Erinnern Sie sich noch an die Panik, die viele Unternehmen, Fußballvereine, Blogger und Verbände im Frühjahr erschütterte? Auslöser war die Datenschutzgrundverordnung (DSGVO), die am 20. Mai gültig wurde. Seither wurden Newsletter eingestellt, ungezählte Tonnen Papier mit schriftlichen Einverständniserklärungen zu Selbstverständlichkeiten abgeheftet. Boutiquen vernichteten Adresskarteien ihrer Kunden, Visitenkarten wurden weggeworfen, weil ihre Übernahme in die elektronische Datei angeblich Datendiebstahl ist, Newsletter und Blogs verschwanden vom Bildschirm, Großunternehmen richteten Arbeitsstäbe ein, Unternehmensberater und Daten-Anwälte wurden zu bestverdienenden Superstars und Fußballvereine gaben unterschiedliche T-Shirts aus: Rote für solche Spieler, die mit einem Foto einverstanden waren, und blaue für Spieler, die nicht fotografiert werden wollten.

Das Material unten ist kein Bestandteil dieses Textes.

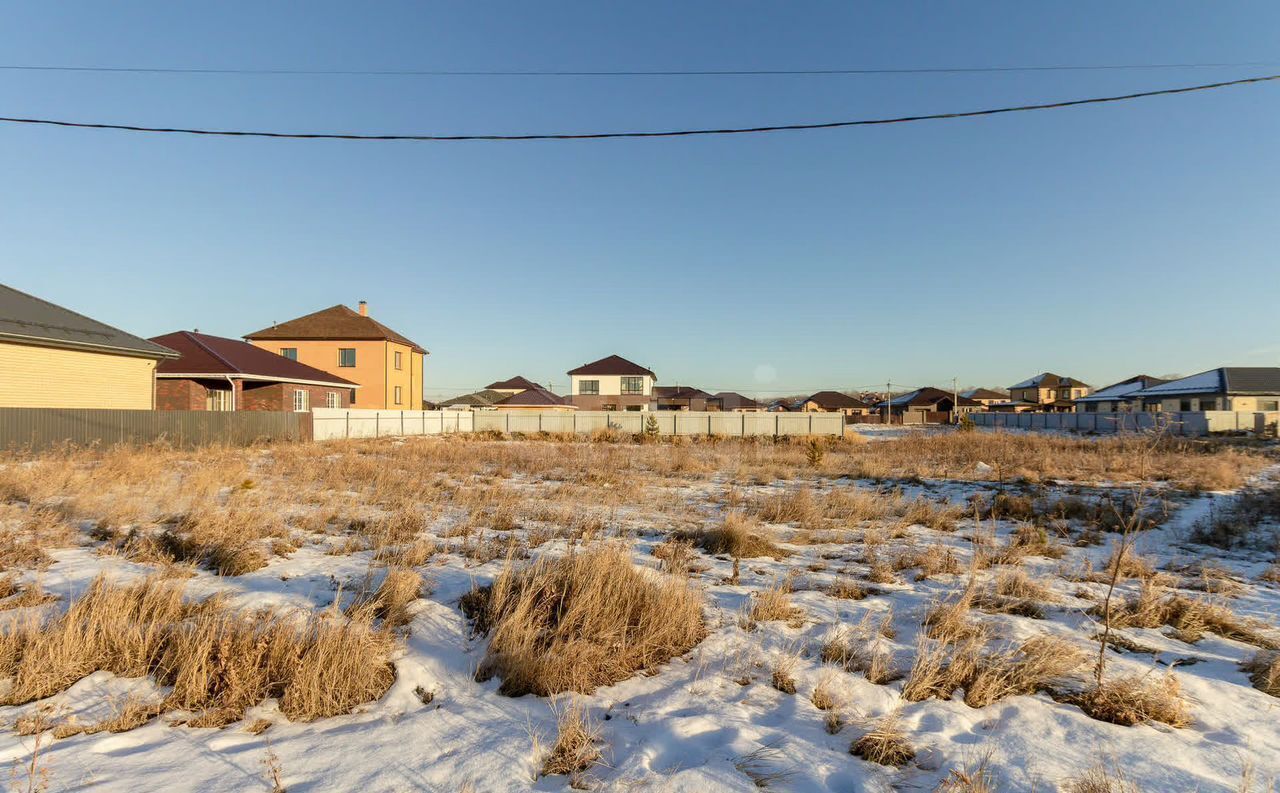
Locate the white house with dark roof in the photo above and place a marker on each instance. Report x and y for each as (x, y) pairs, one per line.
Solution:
(612, 384)
(1228, 388)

Auf einer Veranstaltung der CDU-Mittelstandsvereinigung wurde jeder Besucher, der dort nicht fotografiert werden wollte, mit einem roten Klebepunkt auf der Stirn gekennzeichnet. Alles aus Angst vor einer unverständlichen Gesetzgebung, die mit existenzvernichtenden Strafen in vielfacher Millionenhöhe durchgesetzt werden sollte. Jetzt sollen sogar Klingelschilder an Wohnblocks abmontiert werden, sagen die einen und greifen zum Schraubenzieher. Andere behaupten, das sei unnötig. Sicher ist nur eines: Alles ist unsicher.

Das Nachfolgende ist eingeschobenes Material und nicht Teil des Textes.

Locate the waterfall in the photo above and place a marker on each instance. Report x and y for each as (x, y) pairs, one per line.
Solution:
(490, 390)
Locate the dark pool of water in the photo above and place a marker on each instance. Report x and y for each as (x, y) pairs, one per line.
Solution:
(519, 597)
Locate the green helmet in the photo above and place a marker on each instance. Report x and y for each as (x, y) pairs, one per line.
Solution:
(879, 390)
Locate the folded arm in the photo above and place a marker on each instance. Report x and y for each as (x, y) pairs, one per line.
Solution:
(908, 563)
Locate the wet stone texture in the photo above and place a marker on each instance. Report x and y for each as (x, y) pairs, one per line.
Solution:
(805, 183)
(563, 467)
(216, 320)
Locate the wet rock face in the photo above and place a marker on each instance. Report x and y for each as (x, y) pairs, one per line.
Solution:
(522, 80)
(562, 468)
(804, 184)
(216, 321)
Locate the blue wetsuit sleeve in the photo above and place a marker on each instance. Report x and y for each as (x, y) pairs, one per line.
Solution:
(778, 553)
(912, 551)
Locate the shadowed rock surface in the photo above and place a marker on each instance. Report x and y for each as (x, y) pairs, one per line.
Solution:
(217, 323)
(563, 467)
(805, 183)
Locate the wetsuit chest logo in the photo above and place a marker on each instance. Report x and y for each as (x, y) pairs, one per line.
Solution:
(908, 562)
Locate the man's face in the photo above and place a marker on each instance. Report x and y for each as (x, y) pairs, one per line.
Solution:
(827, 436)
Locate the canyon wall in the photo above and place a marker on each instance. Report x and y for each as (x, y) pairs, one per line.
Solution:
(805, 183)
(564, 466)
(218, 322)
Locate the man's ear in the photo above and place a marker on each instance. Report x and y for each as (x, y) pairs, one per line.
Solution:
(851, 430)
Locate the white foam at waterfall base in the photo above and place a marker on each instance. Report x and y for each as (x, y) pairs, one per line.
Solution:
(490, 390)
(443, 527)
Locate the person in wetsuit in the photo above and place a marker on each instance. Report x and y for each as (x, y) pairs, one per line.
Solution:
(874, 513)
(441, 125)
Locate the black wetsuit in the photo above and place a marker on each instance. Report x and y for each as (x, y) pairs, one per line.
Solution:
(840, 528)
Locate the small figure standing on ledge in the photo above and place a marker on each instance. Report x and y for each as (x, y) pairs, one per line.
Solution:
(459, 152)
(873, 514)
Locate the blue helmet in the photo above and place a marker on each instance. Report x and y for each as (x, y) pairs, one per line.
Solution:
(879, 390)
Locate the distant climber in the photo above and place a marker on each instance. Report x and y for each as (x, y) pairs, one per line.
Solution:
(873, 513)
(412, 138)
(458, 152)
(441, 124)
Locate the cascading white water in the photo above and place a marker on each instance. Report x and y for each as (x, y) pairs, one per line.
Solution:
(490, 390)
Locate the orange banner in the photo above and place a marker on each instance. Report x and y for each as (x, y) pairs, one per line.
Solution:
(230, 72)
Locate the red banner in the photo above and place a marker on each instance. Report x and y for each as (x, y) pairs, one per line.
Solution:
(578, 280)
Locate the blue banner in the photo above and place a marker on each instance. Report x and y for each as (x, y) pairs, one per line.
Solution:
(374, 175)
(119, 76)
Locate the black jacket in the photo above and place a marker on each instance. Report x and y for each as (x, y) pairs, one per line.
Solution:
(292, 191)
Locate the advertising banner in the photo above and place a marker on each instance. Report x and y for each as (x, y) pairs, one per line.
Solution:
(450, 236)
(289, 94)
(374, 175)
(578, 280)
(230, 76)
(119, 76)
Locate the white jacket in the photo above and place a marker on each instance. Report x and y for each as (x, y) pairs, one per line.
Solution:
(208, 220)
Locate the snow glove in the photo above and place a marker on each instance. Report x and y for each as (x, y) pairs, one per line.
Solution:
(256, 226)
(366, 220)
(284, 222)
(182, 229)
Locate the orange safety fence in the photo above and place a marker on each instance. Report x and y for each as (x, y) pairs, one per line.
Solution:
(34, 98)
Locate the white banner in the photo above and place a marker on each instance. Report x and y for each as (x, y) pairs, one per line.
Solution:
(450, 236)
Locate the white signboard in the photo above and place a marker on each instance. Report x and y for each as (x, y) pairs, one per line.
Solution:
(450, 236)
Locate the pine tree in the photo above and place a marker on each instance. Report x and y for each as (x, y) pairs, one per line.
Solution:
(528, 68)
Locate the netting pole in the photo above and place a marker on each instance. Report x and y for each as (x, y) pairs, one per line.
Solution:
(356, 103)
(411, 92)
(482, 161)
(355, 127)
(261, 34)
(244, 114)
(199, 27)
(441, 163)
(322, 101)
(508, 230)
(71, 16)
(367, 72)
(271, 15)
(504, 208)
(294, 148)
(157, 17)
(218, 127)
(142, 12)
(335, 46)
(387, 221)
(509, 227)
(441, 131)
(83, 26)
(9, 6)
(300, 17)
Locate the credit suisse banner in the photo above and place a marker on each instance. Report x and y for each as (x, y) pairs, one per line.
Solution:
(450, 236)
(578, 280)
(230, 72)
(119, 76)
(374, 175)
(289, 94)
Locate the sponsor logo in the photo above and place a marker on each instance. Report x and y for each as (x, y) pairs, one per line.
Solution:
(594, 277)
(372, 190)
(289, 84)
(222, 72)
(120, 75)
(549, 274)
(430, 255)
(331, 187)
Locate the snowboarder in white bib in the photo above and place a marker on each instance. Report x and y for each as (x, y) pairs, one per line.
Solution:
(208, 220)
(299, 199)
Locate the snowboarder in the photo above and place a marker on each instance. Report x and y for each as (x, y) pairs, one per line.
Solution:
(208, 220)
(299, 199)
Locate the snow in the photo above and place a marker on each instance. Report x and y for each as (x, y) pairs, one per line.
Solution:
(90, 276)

Facebook und Google lachen sich ins Fäustchen

Und was ist seither passiert? Nichts. Langsam steigt wieder die Zahl unerbetener Newsletter. Viele Unternehmen und Verlage missachten nachweislich einfach die DSGVO so kaltblütig wie ignorant. Die roten Punkte und farbmarkierten T-Shirts sind weitgehend verschwunden. Es wird wieder fotografiert. Völlig unbehelligt blieben die Datenkraken wie Facebook und Google, gegen deren Sammelwut sich die DSGVO angeblich richtet. Kosten in erdrückender Höhe fielen dagegen bei Kleinunternehmern und Mittelständlern an, die sich nicht die riesigen Beraterstäbe leisten konnten. Das Leben normalisiert sich wieder; geblieben sind prall gefüllte Aktenordner, unnötige Aufregung und teure Anstrengungen. Fein heraus sind diejenigen, die die DSGVO einfach ignoriert haben.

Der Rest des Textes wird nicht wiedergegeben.